Cook the oatmeal in 1/4 cup water and 1/4 cup milk until the liquid is absorbed. Let cool.
Place 3/4 cup warm water in a large bowl or bowl of a standing mixer and sprinkle the yeast over the water. Let the yeast rest for 5 minutes.
Stir the honey, vegetable oil, powdered milk and sourdough starter (if desired) into the yeast mixture with a wooden spoon or with a dough hook on low speed if you are using a mixer.
Add 1 cup of the bread flour and the salt and stir well.
Add the cooked quinoa and oatmeal and stir.
Add the whole wheat flour and 1 cup more of the bread flour and stir.
When the dough starts to get stiff, turn it out onto a floured surface and begin to knead. If you are using a standing mixer, continue to knead with the dough hook.
Keep adding flour and kneading until the dough is smooth and elastic, about 5 minutes with a mixer, or 10 to 15 minutes by hand. The dough should feel slightly sticky but should not be wet and slack. You should be able to form it into a ball, and it should hold its shape.

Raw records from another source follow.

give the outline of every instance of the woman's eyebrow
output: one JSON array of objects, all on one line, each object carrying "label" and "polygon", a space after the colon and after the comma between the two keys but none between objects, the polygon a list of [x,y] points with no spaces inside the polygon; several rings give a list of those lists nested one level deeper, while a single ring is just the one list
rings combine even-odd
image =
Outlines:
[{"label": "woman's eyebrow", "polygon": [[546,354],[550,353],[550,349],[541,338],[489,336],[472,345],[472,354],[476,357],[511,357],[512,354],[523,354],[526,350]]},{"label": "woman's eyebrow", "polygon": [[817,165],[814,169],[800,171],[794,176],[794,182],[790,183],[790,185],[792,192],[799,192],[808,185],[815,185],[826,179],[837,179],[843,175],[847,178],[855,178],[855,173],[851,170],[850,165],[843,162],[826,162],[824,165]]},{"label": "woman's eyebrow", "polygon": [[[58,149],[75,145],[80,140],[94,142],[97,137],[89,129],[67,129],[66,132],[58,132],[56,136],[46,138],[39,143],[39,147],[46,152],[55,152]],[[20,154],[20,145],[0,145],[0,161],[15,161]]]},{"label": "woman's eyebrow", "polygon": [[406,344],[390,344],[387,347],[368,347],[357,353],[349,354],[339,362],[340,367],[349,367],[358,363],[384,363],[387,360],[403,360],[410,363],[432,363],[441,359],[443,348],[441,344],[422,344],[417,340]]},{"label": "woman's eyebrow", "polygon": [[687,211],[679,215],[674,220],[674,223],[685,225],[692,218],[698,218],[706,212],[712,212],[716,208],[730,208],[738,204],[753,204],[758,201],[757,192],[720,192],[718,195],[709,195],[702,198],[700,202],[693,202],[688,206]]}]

Lightly oil a large bowl with vegetable oil and place the dough into the bowl, turning to coat it lightly with the oil. Cover loosely with plastic wrap.
Let the bread dough rise in a warm spot until it doubles in size, about 2 hours.
Oil a large loaf pan, 11 x 6 inches.
Punch down the dough and shape into a ball.
Pat and flatten into an oval shape about the length of the bread pan.
Fold the long sides in and tuck them underneath as you place the bread into the pan, so that the top surface of the bread is smooth and without seams.
Brush the top of loaf very lightly with water and sprinkle with quinoa seeds.
Let the dough rise in warm place until it has almost doubled in size.
Preheat the oven to 400 F.
When the oven is hot, place the bread in the center of the oven.
Throw a handful of ice cubes into the bottom of the oven to create steam.
Bake for 30 minutes.
Cover the bread loosely with foil if the top is getting too brown and bake 15 minutes more. Bread should sound hollow when tapped.
Let the bread cool in the pan for 15 minutes.
Remove the bread from the pan and let cool completely.